If you just go to show after show, you never get to the "make this world a better place" part. And then you've missed it. Its the curse of the deadheads.


But how are people making things any better on tour with Phish?I toured with The Dead in the mid 80's to 93(then I was banned from the USA for N.C.A charges in Canada and can't cross,for me it was about enlightening my life and mind no point was being missed,as for making things better I thought we were all spreading good vibes across to each other(with exception to the assholes)which to me was making my life happier and I know that alot of people I toured with felt the same,now if a small group of us back then felt that way,wouldn't it be safe to say that we couldn't be the only ones?If so then weren't we making a small part of life better for all the people who picked up that vibe?I know it made my life better.

I didn't just go to show after show without making an effort to make friends,lend a hand cleaning up,helpin tripped out people with the Wharf Rats,I made a conscious effort to be kind.

That to me is TRYING to make the world a better place.

I also during that time had a job,one that allowed me to take summers off if I wanted,so all fall winter and spring I work work work and saved saved saved.So I wasn't a freeloader head,but also made money on tour in various ways.

Not to be a asshole but there is just as many people missing it at Phish shows.

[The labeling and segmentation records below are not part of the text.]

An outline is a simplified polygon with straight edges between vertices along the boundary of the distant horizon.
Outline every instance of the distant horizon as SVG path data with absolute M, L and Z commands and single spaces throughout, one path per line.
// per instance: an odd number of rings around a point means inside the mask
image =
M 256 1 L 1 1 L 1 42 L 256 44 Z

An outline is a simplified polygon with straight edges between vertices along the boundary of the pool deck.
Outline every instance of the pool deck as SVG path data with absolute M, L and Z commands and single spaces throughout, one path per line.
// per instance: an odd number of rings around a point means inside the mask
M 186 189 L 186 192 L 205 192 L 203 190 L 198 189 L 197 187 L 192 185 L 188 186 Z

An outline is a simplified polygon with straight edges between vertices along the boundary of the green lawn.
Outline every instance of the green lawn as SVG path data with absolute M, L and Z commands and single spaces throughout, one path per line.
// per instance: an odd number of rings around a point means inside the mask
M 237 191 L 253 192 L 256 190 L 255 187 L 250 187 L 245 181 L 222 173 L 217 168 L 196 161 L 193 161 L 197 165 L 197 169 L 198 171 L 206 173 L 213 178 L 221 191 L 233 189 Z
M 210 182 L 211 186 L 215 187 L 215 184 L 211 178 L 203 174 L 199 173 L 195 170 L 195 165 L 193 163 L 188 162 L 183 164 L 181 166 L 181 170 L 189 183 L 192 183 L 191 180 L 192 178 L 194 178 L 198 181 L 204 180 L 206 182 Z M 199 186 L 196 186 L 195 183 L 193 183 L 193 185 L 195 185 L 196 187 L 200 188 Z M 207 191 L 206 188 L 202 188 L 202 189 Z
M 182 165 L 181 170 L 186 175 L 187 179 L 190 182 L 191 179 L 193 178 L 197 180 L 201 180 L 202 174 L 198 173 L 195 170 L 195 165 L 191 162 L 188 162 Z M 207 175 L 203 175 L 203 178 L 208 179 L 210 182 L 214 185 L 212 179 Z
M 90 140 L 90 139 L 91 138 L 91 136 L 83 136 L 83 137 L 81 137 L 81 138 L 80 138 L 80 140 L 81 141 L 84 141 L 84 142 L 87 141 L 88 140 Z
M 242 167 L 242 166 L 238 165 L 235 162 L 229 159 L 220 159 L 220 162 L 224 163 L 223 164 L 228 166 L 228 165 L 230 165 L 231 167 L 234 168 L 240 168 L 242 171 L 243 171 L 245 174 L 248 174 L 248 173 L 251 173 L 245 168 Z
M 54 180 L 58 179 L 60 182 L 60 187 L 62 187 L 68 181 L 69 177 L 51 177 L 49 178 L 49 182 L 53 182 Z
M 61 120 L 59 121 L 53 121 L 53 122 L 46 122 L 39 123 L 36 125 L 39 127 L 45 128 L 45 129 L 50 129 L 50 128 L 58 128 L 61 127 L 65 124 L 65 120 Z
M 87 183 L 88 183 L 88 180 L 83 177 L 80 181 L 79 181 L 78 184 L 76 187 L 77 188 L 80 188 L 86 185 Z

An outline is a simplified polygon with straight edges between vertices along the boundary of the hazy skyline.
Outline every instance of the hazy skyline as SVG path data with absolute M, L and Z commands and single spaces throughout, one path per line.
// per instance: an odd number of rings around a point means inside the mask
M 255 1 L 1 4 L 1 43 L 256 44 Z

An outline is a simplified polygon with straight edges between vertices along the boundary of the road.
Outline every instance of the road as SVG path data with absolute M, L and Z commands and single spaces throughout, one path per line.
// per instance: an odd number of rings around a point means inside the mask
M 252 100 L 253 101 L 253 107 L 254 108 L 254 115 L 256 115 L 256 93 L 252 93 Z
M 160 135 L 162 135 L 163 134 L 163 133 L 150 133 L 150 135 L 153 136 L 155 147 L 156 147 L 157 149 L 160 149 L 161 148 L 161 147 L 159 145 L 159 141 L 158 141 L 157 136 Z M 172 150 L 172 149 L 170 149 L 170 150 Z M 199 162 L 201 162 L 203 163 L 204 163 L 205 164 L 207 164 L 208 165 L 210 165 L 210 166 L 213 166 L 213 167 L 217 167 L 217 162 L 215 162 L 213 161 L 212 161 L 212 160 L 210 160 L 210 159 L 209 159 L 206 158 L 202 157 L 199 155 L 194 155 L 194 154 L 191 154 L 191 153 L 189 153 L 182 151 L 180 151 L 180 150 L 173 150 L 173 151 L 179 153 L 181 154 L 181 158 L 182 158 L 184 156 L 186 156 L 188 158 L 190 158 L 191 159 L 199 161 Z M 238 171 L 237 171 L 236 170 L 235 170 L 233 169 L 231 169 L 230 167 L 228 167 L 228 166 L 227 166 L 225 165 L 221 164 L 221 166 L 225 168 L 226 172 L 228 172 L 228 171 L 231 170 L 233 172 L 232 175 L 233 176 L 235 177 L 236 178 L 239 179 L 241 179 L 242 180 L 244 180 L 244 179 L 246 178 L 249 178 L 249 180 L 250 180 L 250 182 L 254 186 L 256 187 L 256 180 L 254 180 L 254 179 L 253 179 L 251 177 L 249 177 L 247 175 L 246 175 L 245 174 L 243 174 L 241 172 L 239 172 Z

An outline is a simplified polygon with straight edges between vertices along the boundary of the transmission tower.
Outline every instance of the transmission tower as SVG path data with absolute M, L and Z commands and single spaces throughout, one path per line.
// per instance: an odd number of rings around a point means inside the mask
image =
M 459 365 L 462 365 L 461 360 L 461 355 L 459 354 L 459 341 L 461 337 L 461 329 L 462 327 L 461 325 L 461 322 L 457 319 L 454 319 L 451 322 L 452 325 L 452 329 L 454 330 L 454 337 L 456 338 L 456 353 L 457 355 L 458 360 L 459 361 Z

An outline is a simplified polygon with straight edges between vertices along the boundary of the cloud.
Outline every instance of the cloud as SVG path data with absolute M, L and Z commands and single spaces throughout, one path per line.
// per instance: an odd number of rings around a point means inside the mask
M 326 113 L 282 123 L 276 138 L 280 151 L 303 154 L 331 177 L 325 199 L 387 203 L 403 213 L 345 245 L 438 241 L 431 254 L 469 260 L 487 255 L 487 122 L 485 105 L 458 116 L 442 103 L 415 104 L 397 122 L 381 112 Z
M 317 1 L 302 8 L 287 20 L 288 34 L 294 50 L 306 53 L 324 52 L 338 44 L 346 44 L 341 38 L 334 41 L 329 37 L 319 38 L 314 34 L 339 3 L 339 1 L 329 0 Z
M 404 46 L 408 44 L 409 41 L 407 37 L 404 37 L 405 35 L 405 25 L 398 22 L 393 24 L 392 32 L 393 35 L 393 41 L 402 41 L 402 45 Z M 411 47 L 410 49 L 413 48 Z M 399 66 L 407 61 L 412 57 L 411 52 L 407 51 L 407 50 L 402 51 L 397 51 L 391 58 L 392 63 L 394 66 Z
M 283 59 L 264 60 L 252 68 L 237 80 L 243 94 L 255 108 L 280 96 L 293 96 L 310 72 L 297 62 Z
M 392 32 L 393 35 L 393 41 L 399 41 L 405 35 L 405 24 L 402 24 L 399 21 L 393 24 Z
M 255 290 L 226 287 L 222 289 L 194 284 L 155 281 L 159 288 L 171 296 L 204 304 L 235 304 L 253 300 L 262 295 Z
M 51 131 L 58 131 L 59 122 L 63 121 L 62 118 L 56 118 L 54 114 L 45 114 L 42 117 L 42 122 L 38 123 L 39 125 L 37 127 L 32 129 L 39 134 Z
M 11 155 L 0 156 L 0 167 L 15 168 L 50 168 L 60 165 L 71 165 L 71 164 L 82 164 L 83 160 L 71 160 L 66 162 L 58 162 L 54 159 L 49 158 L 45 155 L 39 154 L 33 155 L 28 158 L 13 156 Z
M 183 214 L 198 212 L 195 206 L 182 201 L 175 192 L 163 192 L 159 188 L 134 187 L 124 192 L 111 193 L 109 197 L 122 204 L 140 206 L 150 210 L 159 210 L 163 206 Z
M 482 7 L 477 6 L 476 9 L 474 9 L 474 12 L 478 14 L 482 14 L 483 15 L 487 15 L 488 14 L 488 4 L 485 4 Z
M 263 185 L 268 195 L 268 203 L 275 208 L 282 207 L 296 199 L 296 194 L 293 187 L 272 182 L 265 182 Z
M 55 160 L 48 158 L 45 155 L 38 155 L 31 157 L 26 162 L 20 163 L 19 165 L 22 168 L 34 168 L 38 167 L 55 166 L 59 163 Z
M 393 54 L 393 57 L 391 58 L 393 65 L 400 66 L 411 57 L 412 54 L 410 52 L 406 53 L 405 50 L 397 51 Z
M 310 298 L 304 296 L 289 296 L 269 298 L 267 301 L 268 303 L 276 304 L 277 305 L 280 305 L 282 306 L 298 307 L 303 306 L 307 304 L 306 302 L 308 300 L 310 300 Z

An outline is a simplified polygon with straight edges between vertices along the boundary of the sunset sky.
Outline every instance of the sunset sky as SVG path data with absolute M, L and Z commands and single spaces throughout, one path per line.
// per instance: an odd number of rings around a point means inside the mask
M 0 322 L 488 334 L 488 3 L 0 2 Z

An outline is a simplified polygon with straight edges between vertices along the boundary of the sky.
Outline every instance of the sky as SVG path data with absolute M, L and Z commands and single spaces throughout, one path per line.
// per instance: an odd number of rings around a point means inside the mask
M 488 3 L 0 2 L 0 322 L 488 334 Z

I don't catch as much shows in sucession anymore due to the USA don't want me and for the fact I have other things to do other shows to promote and see,ontop of the resposibilty of being an adult with debts now,but given the chance all you'd see of me is touring Deadhead run down the road.

It was a strange article though.

I say if ya can do tour,Do it!

My life will never be the same(for the better)

Esau13 [Razz]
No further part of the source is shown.